Investment advisor Third Point Partners and funds Third Point Ultra and Third Point Offshore Fund violated U.S. premerger reporting laws during their purchase of Yahoo stock, the FTC said Monday.
The three related companies, which have agreed to settle the FTC charges, reported the stock purchases were made solely for investment purposes, but the companies contacted people about becoming CEO or board members of Yahoo and took steps to field an alternate slate of directors for Yahoo's board, the U.S. Department of Justice said in a complaint filed on behalf of the FTC.
Third Point Partners didn't immediately respond to a request for comment on the settlement.
The stock purchases by the Third Point companies happened about a year before Marissa Mayer was named CEO of Yahoo in July 2012.
The FTC charged the companies with failing to observe the filing and waiting requirements of the Hart-Scott-Rodino (HSR) Act before purchasing shares in Yahoo.
The HSR Act requires that companies and individuals notify the FTC and the DOJ of most large transactions that affect U.S. commerce. The purchasers are required to observe a waiting period before closing their transactions, while one of the agencies determines whether the transactions could hurt competition. The law exempts reporting requirements on purchases of up to 10 percent of a company's stock if they are made solely for investment purposes.

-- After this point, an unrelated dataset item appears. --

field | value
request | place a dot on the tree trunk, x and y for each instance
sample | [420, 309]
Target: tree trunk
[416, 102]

The investment exemption is a narrow one "limited to those situations in which the investor has no intention to influence the management of the target firm," FTC Bureau of Competition Director Deborah Feinstein said in a statement. "Here, Third Point's conduct demonstrated that it intended to have more than a passive interest in Yahoo."
Under the proposed settlement, the companies are prohibited from relying on the investment-only exemption if they have contacted third parties to gauge their interest in joining the board of the target company, communicated with the target company about proposed candidates for its board, or taken other active roles in the target company. The FTC and DOJ decided not to seek civil penalties in the case, saying the violation was inadvertent and short-lived.